The dollar auction is a non-zero sum sequential game designed by economist Martin Shubik to illustrate a paradox brought about by traditional rational choice theory in which players with perfect information in the game are compelled to make an ultimately irrational decision based completely on a sequence of rational choices made throughout the game.

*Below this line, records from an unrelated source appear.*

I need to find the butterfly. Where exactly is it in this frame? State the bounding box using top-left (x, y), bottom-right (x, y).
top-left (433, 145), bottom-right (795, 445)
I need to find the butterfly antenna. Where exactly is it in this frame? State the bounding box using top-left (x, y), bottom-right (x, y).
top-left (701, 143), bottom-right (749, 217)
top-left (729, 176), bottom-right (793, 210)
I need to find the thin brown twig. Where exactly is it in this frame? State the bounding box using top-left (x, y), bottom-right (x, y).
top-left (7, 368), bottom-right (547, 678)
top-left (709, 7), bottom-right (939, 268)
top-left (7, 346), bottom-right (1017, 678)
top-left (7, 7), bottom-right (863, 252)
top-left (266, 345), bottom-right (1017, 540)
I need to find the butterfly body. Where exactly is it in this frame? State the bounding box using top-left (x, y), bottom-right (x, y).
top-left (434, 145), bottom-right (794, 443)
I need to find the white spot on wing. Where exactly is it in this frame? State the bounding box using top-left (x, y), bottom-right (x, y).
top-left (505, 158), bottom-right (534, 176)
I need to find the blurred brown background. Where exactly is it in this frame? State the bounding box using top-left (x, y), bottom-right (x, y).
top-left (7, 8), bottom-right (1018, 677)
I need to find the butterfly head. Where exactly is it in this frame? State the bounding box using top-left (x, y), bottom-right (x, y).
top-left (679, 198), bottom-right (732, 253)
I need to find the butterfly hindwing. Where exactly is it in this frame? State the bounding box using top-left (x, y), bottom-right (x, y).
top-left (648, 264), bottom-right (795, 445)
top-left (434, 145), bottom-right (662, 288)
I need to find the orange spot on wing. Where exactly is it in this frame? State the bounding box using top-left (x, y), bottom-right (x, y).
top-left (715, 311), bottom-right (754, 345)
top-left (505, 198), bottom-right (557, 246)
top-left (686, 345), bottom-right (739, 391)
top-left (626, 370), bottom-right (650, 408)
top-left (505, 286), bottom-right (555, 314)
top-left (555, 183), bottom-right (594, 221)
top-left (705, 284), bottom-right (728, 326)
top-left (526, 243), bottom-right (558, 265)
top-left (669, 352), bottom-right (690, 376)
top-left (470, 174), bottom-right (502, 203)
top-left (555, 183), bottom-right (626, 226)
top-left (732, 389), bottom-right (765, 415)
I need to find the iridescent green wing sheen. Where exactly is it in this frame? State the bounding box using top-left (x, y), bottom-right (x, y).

The setup involves an auctioneer who volunteers to auction off a dollar bill with the following rule: the dollar goes to the highest bidder, who pays the amount he bids. The second-highest bidder also must pay the highest amount that he bid, but gets nothing in return. Suppose that the game begins with one of the players bidding 1 cent, hoping to make a 99 cent profit. He will quickly be outbid by another player bidding 2 cents, as a 98 cent profit is still desirable. Similarly, another bidder may bid 3 cents, making a 97 cent profit. Alternatively, the first bidder may attempt to convert their loss of 1 cent into a gain of 96 cents by bidding 4 cents. In this way, a series of bids is maintained. However, a problem becomes evident as soon as the bidding reaches 99 cents. Supposing that the other player had bid 98 cents, they now have the choice of losing the 98 cents or bidding a dollar even, which would make their profit zero. After that, the original player has a choice of either losing 99 cents or bidding $1.01, and only losing one cent. After this point the two players continue to bid the value up well beyond the dollar, and neither stands to profit.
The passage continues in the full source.